Les poings de Raphaël se contractèrent et une douleur lancinante se diffusa le long de son bras cassé. Oh que si, il savait. Il savait même très bien. Si les autres ne l'avaient pas aidé, il aurait agi exactement de la même manière que son frère pour sauver Marion, quitte à y laisser sa carapace.

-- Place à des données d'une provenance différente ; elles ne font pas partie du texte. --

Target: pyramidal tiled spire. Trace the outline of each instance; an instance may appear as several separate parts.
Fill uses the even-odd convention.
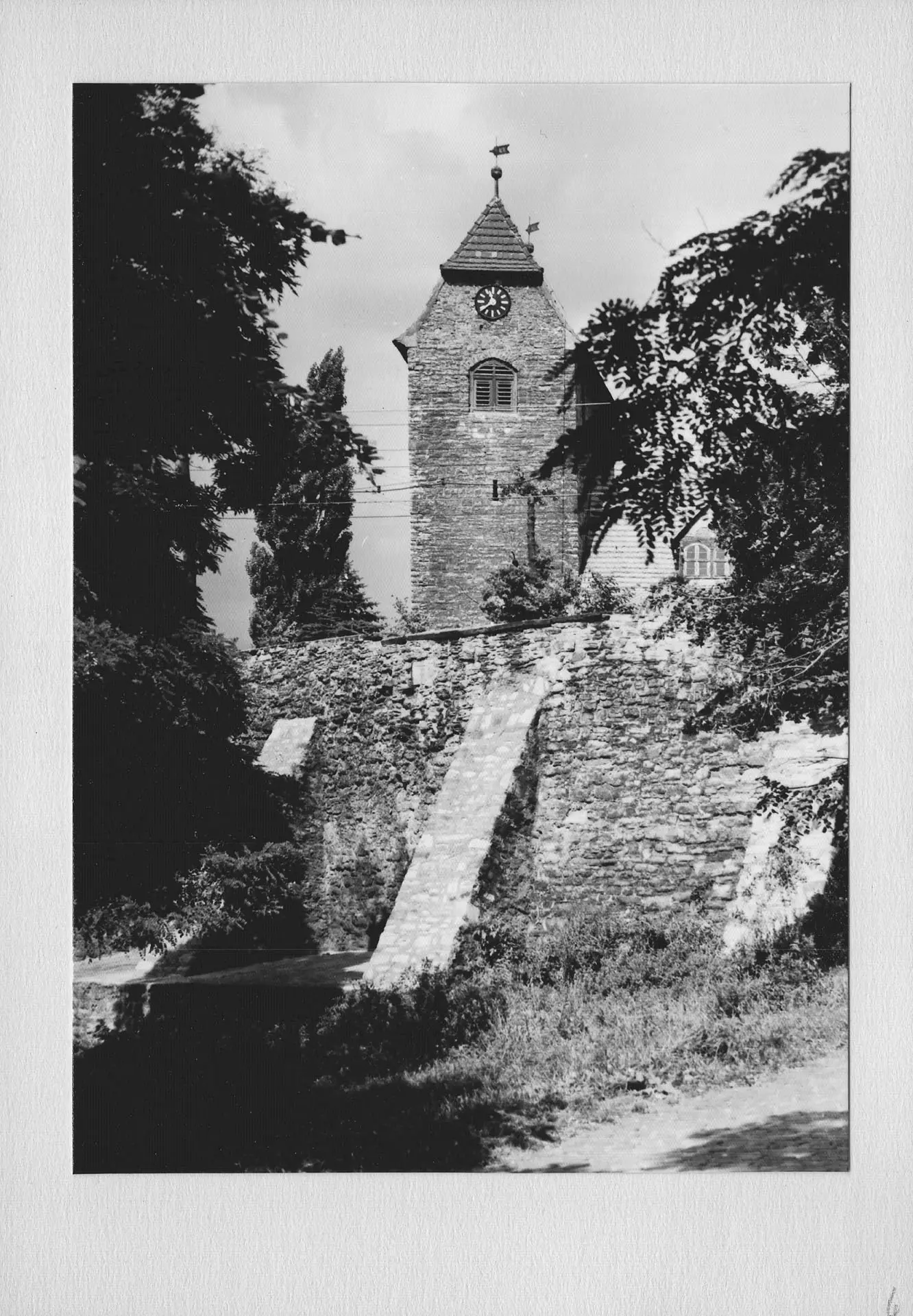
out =
[[[542,266],[533,259],[497,196],[491,199],[454,254],[441,266],[445,278],[468,271],[484,275],[542,274]]]

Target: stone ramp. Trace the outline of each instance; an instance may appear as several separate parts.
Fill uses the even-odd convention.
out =
[[[443,967],[462,925],[478,917],[472,895],[492,848],[545,694],[493,687],[472,709],[393,912],[364,978],[389,986],[425,961]]]

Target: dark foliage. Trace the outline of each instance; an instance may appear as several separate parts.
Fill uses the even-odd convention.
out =
[[[225,547],[220,516],[271,495],[304,415],[372,455],[285,382],[271,318],[308,240],[345,233],[222,149],[201,93],[74,92],[74,895],[92,950],[174,936],[208,846],[285,837],[237,747],[235,657],[197,576]]]
[[[528,621],[556,617],[567,612],[575,597],[575,582],[554,580],[551,557],[537,553],[530,562],[510,554],[506,566],[497,567],[481,588],[481,611],[491,621]]]
[[[379,619],[349,561],[355,505],[342,347],[308,372],[312,405],[289,404],[279,480],[258,508],[247,561],[255,645],[296,644],[339,632],[374,634]]]
[[[776,207],[672,253],[643,308],[604,303],[584,338],[616,442],[584,424],[541,472],[570,461],[603,530],[624,516],[650,550],[710,508],[733,572],[696,620],[743,662],[716,716],[749,734],[846,721],[849,191],[846,155],[808,151]]]
[[[74,658],[76,923],[89,950],[160,946],[208,845],[287,834],[232,740],[245,725],[233,646],[199,622],[132,636],[78,617]]]

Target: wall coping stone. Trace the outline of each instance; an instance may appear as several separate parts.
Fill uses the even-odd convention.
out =
[[[449,644],[471,636],[503,636],[517,630],[543,630],[546,626],[564,626],[578,621],[609,621],[613,616],[628,613],[613,612],[571,612],[558,617],[534,617],[529,621],[500,621],[492,626],[459,626],[450,630],[412,630],[408,636],[384,636],[382,645],[404,645],[410,640],[438,640]]]

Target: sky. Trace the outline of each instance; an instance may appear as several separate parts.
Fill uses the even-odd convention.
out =
[[[283,365],[304,383],[329,347],[347,366],[346,412],[382,457],[358,480],[351,558],[383,615],[409,596],[407,366],[392,340],[420,313],[492,195],[581,329],[600,303],[643,303],[671,249],[763,208],[793,155],[849,149],[843,83],[804,84],[210,84],[200,117],[228,146],[260,154],[308,215],[358,233],[314,243],[297,295],[275,318]],[[203,578],[217,628],[249,647],[245,562],[251,519],[229,519],[220,571]]]

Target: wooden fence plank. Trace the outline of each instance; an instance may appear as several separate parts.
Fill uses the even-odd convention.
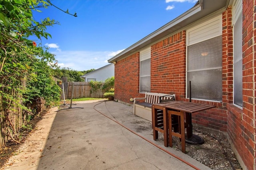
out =
[[[72,82],[64,82],[63,86],[60,86],[62,89],[64,88],[65,99],[70,99],[73,89]],[[89,82],[74,82],[73,98],[76,99],[84,98],[103,98],[103,94],[106,90],[99,90],[93,92],[92,90]],[[63,100],[63,92],[61,94],[61,99]]]

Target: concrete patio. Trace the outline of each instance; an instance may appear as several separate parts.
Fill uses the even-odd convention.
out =
[[[36,146],[34,150],[22,147],[23,154],[11,158],[4,169],[210,169],[180,151],[164,147],[162,141],[154,141],[151,122],[128,113],[128,106],[90,101],[72,107],[58,112],[57,107],[52,108],[40,122],[36,139],[30,139]]]

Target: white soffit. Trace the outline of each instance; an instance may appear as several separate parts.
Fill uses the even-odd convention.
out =
[[[191,45],[222,33],[222,15],[214,17],[186,31],[186,45]]]

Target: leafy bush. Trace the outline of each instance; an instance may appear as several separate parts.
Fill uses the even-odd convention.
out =
[[[105,98],[114,98],[114,92],[106,92],[104,93],[104,95]]]

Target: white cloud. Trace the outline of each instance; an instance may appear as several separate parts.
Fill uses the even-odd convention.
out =
[[[123,50],[117,51],[57,51],[56,55],[58,66],[74,70],[83,71],[98,69],[108,64],[108,60]]]
[[[117,55],[117,54],[120,53],[125,49],[123,49],[122,50],[118,50],[117,51],[114,51],[108,55],[108,56],[111,57],[114,57],[114,56]]]
[[[168,6],[167,6],[166,8],[165,8],[165,9],[166,10],[171,10],[173,9],[174,8],[174,5],[172,5],[172,6],[168,5]]]
[[[195,3],[198,1],[198,0],[165,0],[166,3],[176,2],[187,2],[190,3]]]
[[[46,43],[44,45],[46,45],[46,47],[50,48],[56,49],[56,50],[57,51],[61,51],[61,50],[59,48],[60,46],[58,45],[57,44],[55,44],[54,43],[51,43],[50,44],[49,44],[48,43]]]

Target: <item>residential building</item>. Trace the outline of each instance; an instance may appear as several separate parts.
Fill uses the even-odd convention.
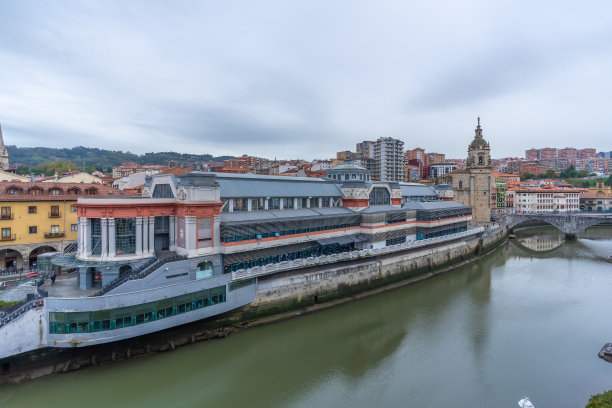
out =
[[[518,212],[575,212],[580,208],[581,189],[514,188],[514,209]]]
[[[0,268],[33,265],[74,242],[78,197],[120,195],[102,184],[0,182]]]
[[[381,137],[374,145],[377,167],[372,178],[380,181],[404,180],[404,142],[391,137]]]
[[[612,212],[612,195],[603,191],[587,191],[580,195],[580,210],[587,212]]]
[[[455,163],[435,163],[429,166],[429,178],[437,179],[453,170],[457,170]]]
[[[0,170],[9,170],[8,150],[4,145],[4,136],[2,136],[2,125],[0,125]]]

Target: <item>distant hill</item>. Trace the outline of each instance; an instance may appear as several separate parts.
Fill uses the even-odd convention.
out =
[[[27,167],[36,167],[42,163],[54,161],[70,161],[80,167],[95,167],[98,170],[107,170],[113,166],[120,166],[123,162],[136,162],[138,164],[163,164],[170,160],[177,161],[218,161],[231,159],[233,156],[213,157],[210,154],[186,154],[175,152],[134,154],[115,150],[103,150],[91,147],[77,146],[72,149],[54,149],[50,147],[17,147],[7,146],[11,163],[23,164]]]

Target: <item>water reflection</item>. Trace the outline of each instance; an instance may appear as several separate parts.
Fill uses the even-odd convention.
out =
[[[558,234],[527,235],[538,232]],[[612,340],[602,324],[612,274],[600,258],[611,238],[610,229],[587,230],[545,252],[512,240],[460,270],[384,295],[3,387],[0,405],[512,406],[528,394],[536,406],[584,406],[612,382],[596,357]]]
[[[526,228],[517,230],[513,242],[532,251],[549,252],[565,243],[565,235],[551,227]]]

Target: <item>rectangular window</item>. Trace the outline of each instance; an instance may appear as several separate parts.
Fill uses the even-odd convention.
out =
[[[251,210],[252,211],[262,211],[266,208],[266,199],[265,198],[253,198],[251,199]]]
[[[280,210],[280,198],[272,197],[268,200],[268,210]]]
[[[248,211],[249,200],[247,198],[234,198],[233,211]]]
[[[245,200],[246,201],[246,200]],[[198,248],[212,246],[212,222],[210,218],[198,218]]]
[[[11,239],[11,229],[10,228],[2,228],[2,239],[5,241]]]
[[[283,209],[285,210],[293,209],[293,198],[283,198]]]
[[[3,220],[10,220],[13,218],[13,215],[11,214],[11,207],[2,207],[1,214]]]
[[[136,253],[136,219],[115,219],[115,245],[117,255]]]

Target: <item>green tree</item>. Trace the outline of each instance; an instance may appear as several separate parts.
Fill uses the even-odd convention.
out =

- C'est bien pour ça que je considère l'amour comme un sentiment stupide, marmonna simplement le ninja. Parce qu'il pousse à la folie, et que c'est cette même folie qui nous perdra un jour… Fais ce que tu veux, Léo, mais n'oublie pas que Splinter t'a choisi pour être notre chef. S'il m'a refusé ce titre, c'est parce qu'il a toujours décelé en moi mon impulsivité et ma colère, et s'il te l'a accordé à toi, c'est parce qu'il pensait indubitablement que tu valais mieux que moi. Tu es le seul à avoir véritablement l'âme d'un commandant. S'il t'arrive quoi que ce soit, qui prendra la relève ? Moi ? Donnie ? Tant qu'à faire, autant passer directement les rênes à Mikey. Au moins, la chute sera rapide.

- Raph... Pourquoi est-ce que tu me dis ça maintenant ? Tu as toujours envié mon rôle de chef et tu n'as jamais cessé de critiquer ma manière de vous diriger, alors... Pourquoi cet éloge soudain ?

- Parce que tu passes ton temps à nous ramener dans le droit chemin et que le moment me semble opportun pour te rendre la pareille. Je n'ai aucune envie de te voir faire une bêtise, frangin. C'est justement parce que tout va mal qu'on a plus que jamais besoin de toi ici.

- Et si je décide quand même de le faire, tu vas tenter de m'en empêcher ? le brave Léo.

- Avec un bras dans le plâtre ? J'ai beau avoir de l'orgueil, je ne suis pas idiot. Tâche de ne pas l'être non plus.

Sur ces mots, Raphaël quitta la pièce sans se retourner et Léonardo ne détacha pas les yeux de l'embrasure par laquelle son frère avait disparu. C'était la première fois qu'il l'entendait s'exprimer de manière aussi philosophe, lui qui avait plutôt tendance à cogner d'abord et à réfléchir après.

Léo se perdit dans ses pensées, le regard dans le vague. Il voulait sincèrement venir en aide à Karai, mais il ne pouvait pas non plus abandonner ses frères et ses autres amis rien que pour elle. Il ne devait pas songer qu'à lui. Il avait des responsabilités, il n'était pas libre de ses actes, contrairement à tous les autres.

La tortue retira sa cape et la remit sur le crochet auquel elle était suspendue avant qu'il ne la revête. Pour une fois, Raphaël avait raison. C'était assez rare pour que cela mérite d'être pris en compte.